Prices will start below 15,000 euros, Dacia CEO Denis Le Vot said Friday in an online event to launch the Jogger.
It will be built on an extended version of the Renault-Nissan Alliance CMF-B platform, which underpins core models such as the Renault Clio small car and Captur small SUV, the new-generation Dacia Sandero and Logan small cars, and the Nissan Juke small SUV.
The Jogger’s CMF-B architecture features a longer rear section to create a length of 4,550 mm, making it Dacia’s largest vehicle.
The hybrid version of the Jogger will – like Renault’s full-hybrid versions of the Clio and Captur – be based on a 1.6 liter four-cylinder gasoline engine. The E-Tech system uses two electric motors, a starter motor and a drive unit, that are controlled by a clutchless “dog box” transmission.
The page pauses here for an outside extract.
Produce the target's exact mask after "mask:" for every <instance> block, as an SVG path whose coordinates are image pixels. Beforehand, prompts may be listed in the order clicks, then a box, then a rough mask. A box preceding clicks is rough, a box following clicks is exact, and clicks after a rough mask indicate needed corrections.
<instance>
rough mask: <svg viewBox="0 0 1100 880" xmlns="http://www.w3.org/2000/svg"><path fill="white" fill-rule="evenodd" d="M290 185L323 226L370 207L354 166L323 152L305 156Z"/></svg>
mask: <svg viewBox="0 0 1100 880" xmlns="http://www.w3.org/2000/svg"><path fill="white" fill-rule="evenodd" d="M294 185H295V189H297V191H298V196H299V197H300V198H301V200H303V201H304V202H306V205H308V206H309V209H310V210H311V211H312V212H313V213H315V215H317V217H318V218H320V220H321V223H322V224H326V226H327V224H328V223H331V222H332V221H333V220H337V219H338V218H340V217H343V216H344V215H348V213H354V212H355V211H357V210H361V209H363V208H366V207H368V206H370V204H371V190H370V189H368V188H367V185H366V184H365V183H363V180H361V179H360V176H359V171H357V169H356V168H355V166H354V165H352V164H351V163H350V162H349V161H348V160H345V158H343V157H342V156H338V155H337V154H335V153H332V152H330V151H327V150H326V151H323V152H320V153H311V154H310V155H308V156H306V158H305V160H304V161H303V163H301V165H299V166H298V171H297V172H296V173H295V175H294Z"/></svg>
Dacia did not release horsepower figures or a sales price for the hybrid version, but the drivetrain produces 140 hp in the Clio. Dacia said it will be “the most affordable seven-seater hybrid on the market.”
Renault says the E-Tech system allows for 80 percent of urban driving in electric-only mode, and for a total fuel savings of 40 percent compared with a comparable gasoline drivetrain.
The Jogger will initially be available with a 110 hp 3-cylinder 1.0 liter gasoline engine and a 100 hp multifuel LPG powertrain.
Renault Group is aiming to make a push in the compact segment in Europe, which includes models such as the Volkswagen Golf, and reduce its dependence on smaller vehicles with lower margins, mirroring a strategy followed by rival PSA Group, now Stellantis.
CEO Luca De Meo has looked to give Renault, Dacia and sports car brand Alpine more distinctive identities within the automaking group, at a time when competition in electric vehicles is heating up globally. He has also combined Dacia and the Russian brand Lada into a single business unit, which Le Vot heads up.
Future Dacia and Lada models will be developed in tandem, starting with the Dacia Bigster compact SUV. A Lada version will likely be called the Niva.